Test Time Compute and Verifiers


Table of contents


Current AI has been dominated by the paradigm of pretraining and finetuning, across language, vision, and other disciplines. However, there have been different techniques that have helped achieve state-of-the-art results on top of the pretraining-finetuning pipeline. Among the myriad of such methods, I will expand on the concept of test time compute and the possible impact it might have on expanding the frontier of what models can do.

The objectives of this essay are the following:

  1. Show how test time compute impact on acuraccy is equivalent to increasing 30x the parameter size of the model.
  2. Hint at the fact that it might be a way to lift the veil of ignorance regarding LLMs, as per the quote of OpenAI’s CEO Sam Altman.

Formalization of Test Time Compute

The idea of test time compute can be traced back to the paper by (Cobbe et al., 2021) from OpenAI. The goal of the paper was to compare the acuraccy of finetuning and a proposed architecture of verifiers for mathematical reasoning. The paper’s findings can be summarized as: (a) the GSM8K dataset for math problems to allow for benchmarking of advances in mathematical reasoning (b) a verification/generator architecture (c) empirical evidence that the generator-verifier architecture can achieve same accuracy as a 30x increase in parameter size when compared to a finetuned baseline.


The verifier architecture is pretty simple: for every problem, the generator will generate j number of solutions. These solutions will then be fed to another network, the verifier, which will be trained to predict the correctness of each solution. Figure 4 of the original paper represents a diagram of the pipeline where i represents each training example in the dataset.

Regarding the architecture for the generator the paper uses GPT3 with 6 billion parameters (6B) and 175B parameters. The verifier architecture also was tested using 6B or 175B model, but the most impressive improvement came from the 6B model (as it achieved similar performance to the 30x times larger 175B model)

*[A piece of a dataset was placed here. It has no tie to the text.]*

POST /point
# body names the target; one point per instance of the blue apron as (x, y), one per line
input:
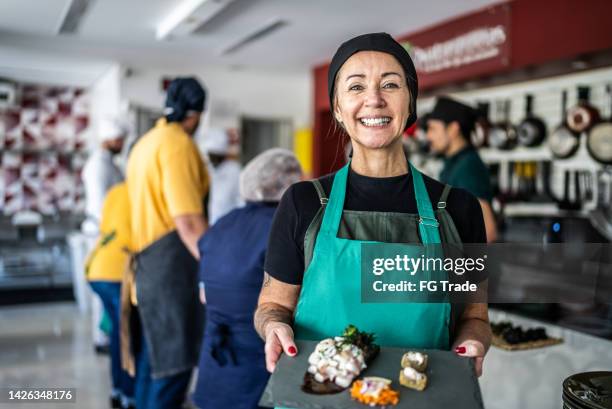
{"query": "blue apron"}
(232, 370)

Regarding the finetuning baseline, the details can be found in the paper, but it’s worth remarking that the generator for the verifier is finetuned with 2 epochs as it achieves the best test@100 accuracy (ratio of valid solutions allowing the model 100 guesses). This 100 guesses, the number of j chosen for the paper, is also accompanied by supporting experiments.

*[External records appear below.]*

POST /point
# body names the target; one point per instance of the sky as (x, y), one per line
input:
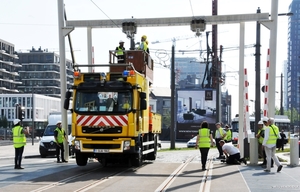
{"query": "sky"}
(34, 23)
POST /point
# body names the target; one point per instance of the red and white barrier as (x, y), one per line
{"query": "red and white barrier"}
(246, 129)
(267, 86)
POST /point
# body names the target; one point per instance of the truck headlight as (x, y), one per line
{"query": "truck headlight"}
(77, 144)
(126, 145)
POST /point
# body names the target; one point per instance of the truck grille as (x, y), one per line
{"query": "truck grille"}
(107, 130)
(101, 146)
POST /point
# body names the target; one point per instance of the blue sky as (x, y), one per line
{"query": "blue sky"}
(35, 23)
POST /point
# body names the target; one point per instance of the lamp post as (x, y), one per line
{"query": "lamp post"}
(253, 102)
(32, 116)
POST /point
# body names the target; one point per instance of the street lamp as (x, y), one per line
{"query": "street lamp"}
(253, 101)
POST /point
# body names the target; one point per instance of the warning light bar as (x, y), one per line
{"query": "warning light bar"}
(127, 73)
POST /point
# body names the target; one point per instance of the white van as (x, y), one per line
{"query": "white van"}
(47, 142)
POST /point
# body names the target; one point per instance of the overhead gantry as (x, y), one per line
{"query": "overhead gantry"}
(197, 24)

It’s not rare for the gist of a paper to be summarized in a single figure (as Andrew Ng informally remarked in one of his classes at Stanford), and I believe that this paper is no exception. The following is Figure 5 from the original paper, showing how a 6 billion parameter model with verification achieves better performance than a 175B finetuned model. Not only is the verifier model 30x times smaller in terms of parameter count, but also the scaling tendency is much more vertical than that of finetuning.

Test time compute

The idea of test time compute emerges from the number of solutions that the verifier will consider at inference. The verifier architecture, in addition to being more promising than the finetuning baseline for mathematical reasoning, has the capability of defining the amount of compute given at test time for each problem set by defining the number of solutions that the generator will make. In other words, it shifts the power of compute from merely training to inference.

Veil of Ignorance

A big problem of foundational models, and pushing the state of the art, is the immense cost of compute, resources, and as a result, time that it takes to achieve better results. In other words, to achieve state-of-the-art results with LLMs, one has to invest in pretraining a humongous model for several months and then test it with the dataset in question, the compute of the latter being infinitely smaller (this is an essay, so yes, I am using *infinitely smaller* but in a literary sense). As a result, the use of *test time compute can be used to *shift part of the compute used only for training to inference, thus being able to achieve state-of-the-art results.

There has been quite some speculation recently on OpenAI’s latest development, in addition to the whole corporate debacle, regarding Q* and lifting the veil of ignorance while achieving a smaller model. In an article, the idea of test time computation is linked to developments within OpenAI that led Ilya Sutskever to shift his attention to AI safety.


In conclusion, I believe that verifiers are a quite interesting way to push the frontier of what models can do by fundamentally shifting the place that compute plays in the deep learning pipeline. Their simple architecture design and training also makes them a potential avenue of research.


Cobbe, K., Kosaraju, V., Bavarian, M., Chen, M., Jun, H., Kaiser, L., Plappert, M., Tworek, J., Hilton, J., Nakano, R., Hesse, C., & Schulman, J. (2021). Training Verifiers to Solve Math Word Problems. arXiv preprint arXiv:2110.14168.